Ve en sonunda kasa patladı, Erdoğan faiz diye diye… Cumhurbaşkanı ve AKP Genel Başkanı Recep Tayyip Erdoğan, “Benim alanım ekonomi, ben ekonomistim” diyerek Türkiye’yi 2022 yılına yeni bir ekonomi modeliyle soktuğunu açıklamıştı. Ancak, “faiz sebep, enflasyon neticedir” teziyle 1,5 yıldır uyguladığı politika Türkiye’yi tarihinin en ağır ekonomik kriziyle karşı karşıya bıraktı. Erdoğan, faiz politikasına yönelik eleştirilere, “Bu görevde olduğum sürece faizle mücadelemi sonuna kadar sürdüreceğim. Bu konuda nas ortada. Nas ortada olduğuna göre sana, bana ne oluyor?” şeklinde cevap vermişti. Eleştirilerin devam etmesi üzerine Erdoğan, bir kez daha dini referanslar vererek faizin zengini daha zengin, fakiri daha fakir yaptığını savunmuştu. Ancak, Erdoğan’ın faiz politikasına yönelik bu ısrarı Türkiye ekonomisini ciddi bir krizle karşı karşıya bıraktı.
Erdoğan’ın açıklamaları sonrası gözler 1,5 yıldır uygulanan “yeni ekonomi modeli”nin maliyetine çevrildi. Türk lirasının dolar karşısındaki değeri neredeyse iki kat artarak 24 liraya dayandı. Erdoğan’ın bu politikası Türkiye’nin enflasyon oranını yükseltti ve cari açığını da artırdı. Hazine’nin ödediği faiz ve borç yükü de günden güne artarak Cumhuriyet tarihinde ilk defa kamunun faiz borcu, anapara borcunu geçti. Cari açık da 17 ay üst üste arttı ve Şubat 2023’te 55 milyar dolar ile 10 yılın zirvesine ulaştı.

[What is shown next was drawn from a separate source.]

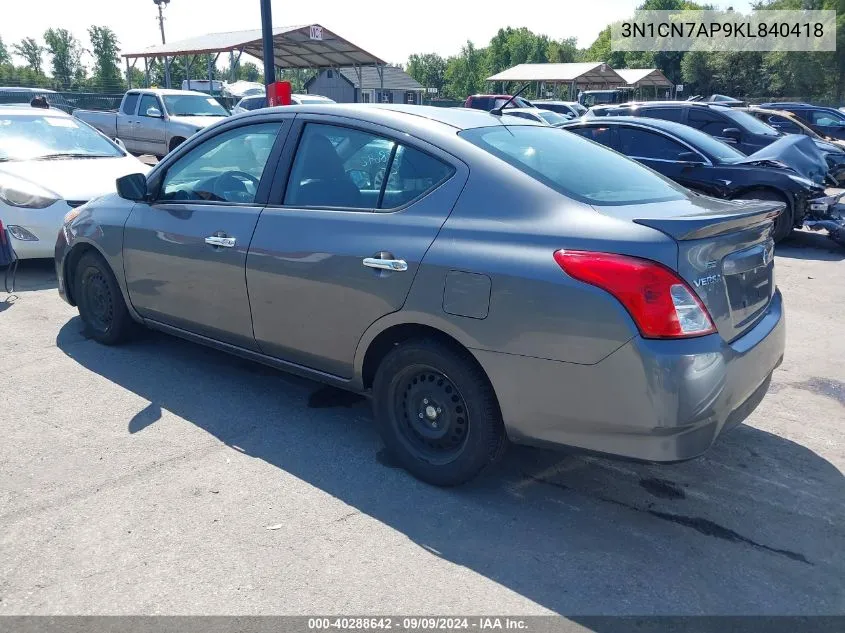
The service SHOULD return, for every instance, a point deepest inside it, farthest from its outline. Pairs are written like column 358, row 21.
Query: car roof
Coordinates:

Bu krizle mücadele için Erdoğan, Hazine ve Maliye Bakanı Mehmet Şimşek ile Merkez Bankası Başkanı Hafize Gaye Erkan’ın atacağı adımları kabullendiklerini ifade etti. Ancak, bu açıklamaların ardından hükümetin ekonomi politikalarına yönelik büyük bir güvensizlik oluştu ve Türk halkı, ekonomik krizin nasıl sonuçlanacağı konusunda endişe duymaya devam ediyor.